What about transactions? Are transactions in software or database the silver bullet that solves the problem with concurrency? Transactions are great when they work – they are like fairy dust. STM is another direction that has to be addressed in somewhat untraditional ways. Even if there are no transactions in the language for you, make sure every method on an object takes the object from a consistent state to another consistent state, even in face of exceptions – which is another hard thing to do.
Software tends to work when it works, and fail when it fails.
Don Box says that there will be support for optimized transactions with the in-memory coordinator and SQL Server, so if the transaction is only between these two RMs, there will be no distributed transaction (no two-phase commit, etc.). This is good news for software transactional memory.
Another observation: Transactions must be small. Big transactions don’t work. Big transactions work too, but require nesting and complexity management among multiple transactions.
For Herb Sutter, type safety would mean that an object can be used if all its invariants are met. (E.g. its constructor has run and completed, and its destructor or finalizer has not started to run yet.) Don’t rely on the type system for everything.
Herb Sutter: You can design a language without null pointers, but oddly you still have a NullPointerException!
For the question of whether you can live without pointers – well, even if you don’t have them, there is great (irreplaceable) value in having the semantics of a thing and a reference to the thing which is not the thing itself.
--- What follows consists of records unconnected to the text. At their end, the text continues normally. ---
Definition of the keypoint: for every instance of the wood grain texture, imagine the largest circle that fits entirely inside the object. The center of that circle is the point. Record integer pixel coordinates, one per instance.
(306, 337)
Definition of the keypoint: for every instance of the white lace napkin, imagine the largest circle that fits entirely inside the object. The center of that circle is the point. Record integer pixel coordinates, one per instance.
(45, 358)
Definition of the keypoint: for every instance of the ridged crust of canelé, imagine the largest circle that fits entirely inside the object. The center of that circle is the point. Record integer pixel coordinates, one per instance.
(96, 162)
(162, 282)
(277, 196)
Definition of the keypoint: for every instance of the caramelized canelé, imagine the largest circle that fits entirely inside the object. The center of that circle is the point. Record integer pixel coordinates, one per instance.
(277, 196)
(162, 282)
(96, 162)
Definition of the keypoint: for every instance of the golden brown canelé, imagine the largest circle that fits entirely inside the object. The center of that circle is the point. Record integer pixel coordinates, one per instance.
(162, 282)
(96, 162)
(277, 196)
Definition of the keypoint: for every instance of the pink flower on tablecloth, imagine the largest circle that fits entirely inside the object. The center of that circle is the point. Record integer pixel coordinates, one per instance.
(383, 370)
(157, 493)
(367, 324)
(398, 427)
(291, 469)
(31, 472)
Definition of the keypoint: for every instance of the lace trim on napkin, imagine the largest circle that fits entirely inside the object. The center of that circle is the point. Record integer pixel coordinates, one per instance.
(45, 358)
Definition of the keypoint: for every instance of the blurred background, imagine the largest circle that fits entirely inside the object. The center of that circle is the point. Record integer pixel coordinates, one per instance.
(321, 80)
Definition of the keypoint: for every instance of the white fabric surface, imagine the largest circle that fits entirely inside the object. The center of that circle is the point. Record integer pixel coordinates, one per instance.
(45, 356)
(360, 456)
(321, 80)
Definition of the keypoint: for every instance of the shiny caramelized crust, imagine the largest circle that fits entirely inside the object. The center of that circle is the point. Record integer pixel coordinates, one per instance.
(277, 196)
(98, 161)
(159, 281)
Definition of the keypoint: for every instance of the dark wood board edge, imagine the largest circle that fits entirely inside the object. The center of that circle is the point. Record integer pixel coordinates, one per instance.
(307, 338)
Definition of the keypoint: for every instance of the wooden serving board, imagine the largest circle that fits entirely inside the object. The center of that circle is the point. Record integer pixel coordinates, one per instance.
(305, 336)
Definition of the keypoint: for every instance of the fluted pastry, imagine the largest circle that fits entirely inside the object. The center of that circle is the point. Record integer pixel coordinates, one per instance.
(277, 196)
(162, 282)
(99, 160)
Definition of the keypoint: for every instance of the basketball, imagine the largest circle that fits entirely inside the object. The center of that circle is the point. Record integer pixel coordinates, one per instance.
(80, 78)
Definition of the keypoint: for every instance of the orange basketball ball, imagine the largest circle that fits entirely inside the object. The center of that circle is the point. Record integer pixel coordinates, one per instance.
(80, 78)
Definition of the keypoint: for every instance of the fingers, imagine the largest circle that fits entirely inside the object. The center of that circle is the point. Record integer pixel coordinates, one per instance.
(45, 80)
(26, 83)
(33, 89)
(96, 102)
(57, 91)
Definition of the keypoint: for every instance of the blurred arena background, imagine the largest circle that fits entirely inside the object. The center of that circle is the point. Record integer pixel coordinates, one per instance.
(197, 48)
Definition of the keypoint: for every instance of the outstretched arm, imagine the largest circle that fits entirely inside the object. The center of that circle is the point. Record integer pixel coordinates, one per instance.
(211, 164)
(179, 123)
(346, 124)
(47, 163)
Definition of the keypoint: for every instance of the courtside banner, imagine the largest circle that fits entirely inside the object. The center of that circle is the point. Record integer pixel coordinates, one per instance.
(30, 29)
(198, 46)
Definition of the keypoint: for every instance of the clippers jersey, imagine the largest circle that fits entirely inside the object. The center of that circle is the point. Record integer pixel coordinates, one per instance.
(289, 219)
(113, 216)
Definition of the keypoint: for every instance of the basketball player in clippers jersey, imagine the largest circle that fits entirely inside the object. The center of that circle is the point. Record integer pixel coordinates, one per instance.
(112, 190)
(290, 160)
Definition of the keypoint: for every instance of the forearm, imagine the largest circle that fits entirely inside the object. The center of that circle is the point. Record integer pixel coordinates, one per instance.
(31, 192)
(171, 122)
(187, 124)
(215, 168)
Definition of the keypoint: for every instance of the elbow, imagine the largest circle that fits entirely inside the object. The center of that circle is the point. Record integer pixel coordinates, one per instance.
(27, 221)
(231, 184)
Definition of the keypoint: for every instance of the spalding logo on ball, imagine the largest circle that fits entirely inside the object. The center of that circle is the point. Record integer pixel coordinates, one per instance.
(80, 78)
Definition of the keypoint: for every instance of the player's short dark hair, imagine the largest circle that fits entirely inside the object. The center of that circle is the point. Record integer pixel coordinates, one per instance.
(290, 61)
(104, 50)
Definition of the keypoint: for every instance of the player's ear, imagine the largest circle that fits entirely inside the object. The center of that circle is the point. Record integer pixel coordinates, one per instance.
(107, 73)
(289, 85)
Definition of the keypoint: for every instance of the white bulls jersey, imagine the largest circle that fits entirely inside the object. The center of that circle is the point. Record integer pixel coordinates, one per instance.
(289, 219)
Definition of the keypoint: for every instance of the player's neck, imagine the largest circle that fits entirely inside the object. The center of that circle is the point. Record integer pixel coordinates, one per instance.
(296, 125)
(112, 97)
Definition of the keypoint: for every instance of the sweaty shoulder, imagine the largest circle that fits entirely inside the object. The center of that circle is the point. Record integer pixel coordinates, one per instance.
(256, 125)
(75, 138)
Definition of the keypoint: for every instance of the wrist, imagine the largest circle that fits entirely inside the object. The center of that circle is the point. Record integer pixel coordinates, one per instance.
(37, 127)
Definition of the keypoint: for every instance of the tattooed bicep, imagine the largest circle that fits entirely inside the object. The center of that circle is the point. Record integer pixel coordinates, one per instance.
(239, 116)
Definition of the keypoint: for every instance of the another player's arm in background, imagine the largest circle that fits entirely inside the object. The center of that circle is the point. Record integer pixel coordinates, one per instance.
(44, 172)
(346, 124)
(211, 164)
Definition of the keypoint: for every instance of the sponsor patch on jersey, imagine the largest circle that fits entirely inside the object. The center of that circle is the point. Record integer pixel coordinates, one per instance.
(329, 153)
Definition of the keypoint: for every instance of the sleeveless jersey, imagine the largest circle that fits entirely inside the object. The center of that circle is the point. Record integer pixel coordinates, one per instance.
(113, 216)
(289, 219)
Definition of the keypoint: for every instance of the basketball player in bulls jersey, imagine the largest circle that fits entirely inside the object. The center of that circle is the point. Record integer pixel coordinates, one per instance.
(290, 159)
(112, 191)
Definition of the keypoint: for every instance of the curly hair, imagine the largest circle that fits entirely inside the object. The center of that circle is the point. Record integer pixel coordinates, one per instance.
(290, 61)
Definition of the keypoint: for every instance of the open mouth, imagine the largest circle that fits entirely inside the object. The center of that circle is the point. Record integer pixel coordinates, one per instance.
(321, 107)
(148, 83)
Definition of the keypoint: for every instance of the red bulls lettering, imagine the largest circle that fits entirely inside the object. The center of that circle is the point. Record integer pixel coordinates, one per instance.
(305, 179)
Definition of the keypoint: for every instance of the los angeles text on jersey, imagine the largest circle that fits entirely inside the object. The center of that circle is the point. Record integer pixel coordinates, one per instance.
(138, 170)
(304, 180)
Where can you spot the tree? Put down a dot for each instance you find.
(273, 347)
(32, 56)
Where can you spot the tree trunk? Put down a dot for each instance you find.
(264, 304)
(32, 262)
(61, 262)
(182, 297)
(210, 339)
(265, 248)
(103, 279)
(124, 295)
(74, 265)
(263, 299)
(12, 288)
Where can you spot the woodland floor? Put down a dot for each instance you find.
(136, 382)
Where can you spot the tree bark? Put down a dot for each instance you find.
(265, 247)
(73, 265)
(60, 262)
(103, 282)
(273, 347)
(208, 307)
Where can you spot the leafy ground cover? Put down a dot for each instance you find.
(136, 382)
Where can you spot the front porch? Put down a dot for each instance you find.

It’s next to impossible to design a useful language that has only value semantics, and no references.
How we should treat distributed problems – make boundaries clear or hide them implicitly? Differences that don’t matter should be hidden; differences that matter should be explicit in the developer’s and user’s face. This applies to all boundary transitions. On the other hand – taking this to the extreme, the path between the cache and the RAM should also be made explicit.
How do we leverage the GPU? It’s underway, and what seems to happen is that there will be more diversity in the types of processing units, especially seeing that processing-power-per-watt considerations become more eminent. [See Multikernel about an OS targeting diverse types of processing units.]
With lots of variety in the hardware, languages, programming software – the interesting question becomes how to glue these components together, and glue becomes the most important factor. The answer is not any particular runtime.
Herb Sutter: No one wants multicore! We would like faster chips every year but we can’t get them anymore, and therefore we have to work hard to parallelize applications. [See “The Free Lunch Is Over”.]
Is modeling the answer and we can stop modeling? We’ve seen a trend of extracting parts of the program specification to lots of external files (be it XML, DB, .ini files). Representation of the intent (instead of programming, implementing this intent) is meant to be easier. [Is it really?]
Also, if you have the model – you can reason against the model instead of against the program. On the other hand, static analysis (such as compilation – AST construction) are examples of reasoning against a program which is perfectly viable.
Modeling allows for proving theorems about programs. Extracting a model from a program is one thing, but having a declarative basis for the truths of a program (such as invariants) such as they can undergo formal verification is a whole different thing. And when faced with formal verification of programs and theorem proving, the question has to be where the theorem comes from? (The specification can be harder than the program to write. Right now we don’t have declarative means to specify the theorems that we want to prove about the program.)
Stanley Lipman: There are many pages on amazon.com that don’t work quite well or serve incorrect information. But it doesn’t matter if they serve 5% incorrect information. The only page that absolutely has to be right is the big orange Order button!
Herb Sutter, while answering a question about garbage collection in C++: “… what was the question again?”, the panel host: "His memory has been garbage collected!”
Graphical programming environments are useful when they are useless (five things on the screen, demos) but useless when they need to be usable (five hundred things on the screen). Don Box: “You will have to peel the text editor out of my cold dead fingers.”
This doesn’t mean we have to store programs as text, but we can use a more structured way. [See Kirill Osenkov’s structured program editor.]
All in All
The conclusive question: What will we talk about in 5-10 years? Some answers: Parallel programming, safety, composability, reliability. Another answer: What happens when Moore’s Law ends? After all, you can’t go exponential forever and then optimization will go very very sexy again.
All in all, there was quite little discussion of the FUTURE, which was the title of the talk. Nonetheless, there was some interesting insight.